Where did the additional “money” come from? Banks. The end result? Inflation. But not the type of inflation you’ll see in the consumer price index. Rather, inflation has been largely confined to financial assets: stocks, bonds, and real-estate. Not surprising at all given QE funds were injected into the financial system!

What if QE funds were given directly to consumers? This would be akin to “helicopter money”, a term coined by Milton Friedman to describe a scenario in which the government gives money (credit) to its citizens to stimulate economic activity. MMT folks call it “people’s QE”, and excitedly claim it will solve the private debt bungle that is plaguing most western economies. This idea is dangerously naïve and demonstrates a complete lack of understanding of today’s financial system.

In terms of reducing private debt, People’s QE would be like giving penicillin to a cancer patient. Give everyone a thousand bucks and the banking system will gobble it up, issue two thousand bucks of credit, and before you know it, the private debt bubble would be even bigger. The real issue (the cancer) is the banking and monetary system itself.
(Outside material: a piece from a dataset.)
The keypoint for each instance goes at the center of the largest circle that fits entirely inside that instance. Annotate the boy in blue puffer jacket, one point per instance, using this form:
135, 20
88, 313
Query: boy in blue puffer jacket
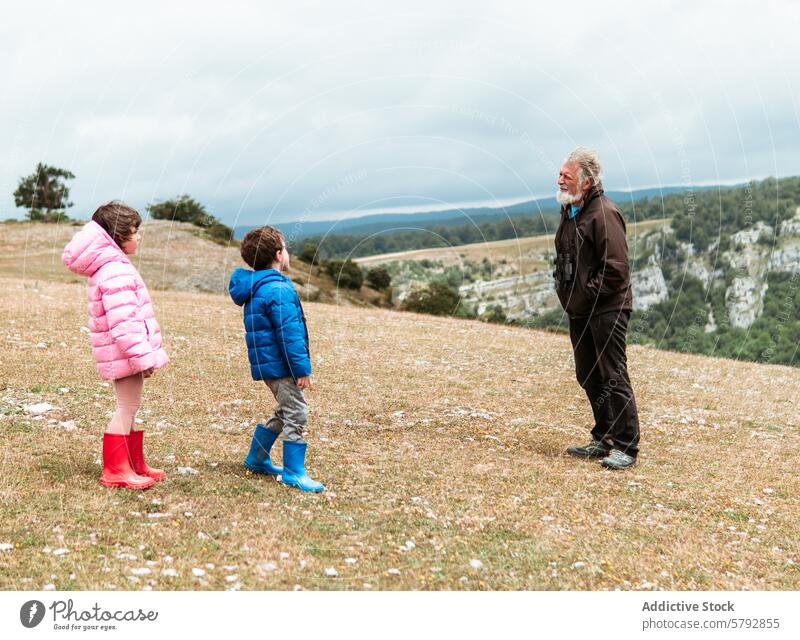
277, 347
MMT doesn’t recognise this fundamental issue at all (to be fair, neither do most other economists), and therein lies the problem.

The principles behind MMT are sound, but applying them in today’s complex financial system is irresponsible. In the words of Thomas Jefferson, 3rd President of the United States:

“If the American people allow private banks to control the issuance of their currency, first by inflation and then by deflation, the banks and corporations that will grow up around them will deprive the people of all their property until their children will wake up homeless on the continent their fathers conquered.”

Sure enough, The Federal Reserve now owns nearly $2 trillion in US property through its holdings of Mortgage Backed Securities – depriving the people of their property. Applying MMT thinking to the current system will only make this problem worse by accelerating the creation of debt.

Instead of misinforming the public that “deficits don’t matter”, MMT advocates would better serve their cause by promoting structural changes to the monetary system that would support their philosophy. A good example would be the Quasi-Gold Standard – a truly modern monetary system that embraces the valid principles of MMT and describes the structural framework necessary for implementation.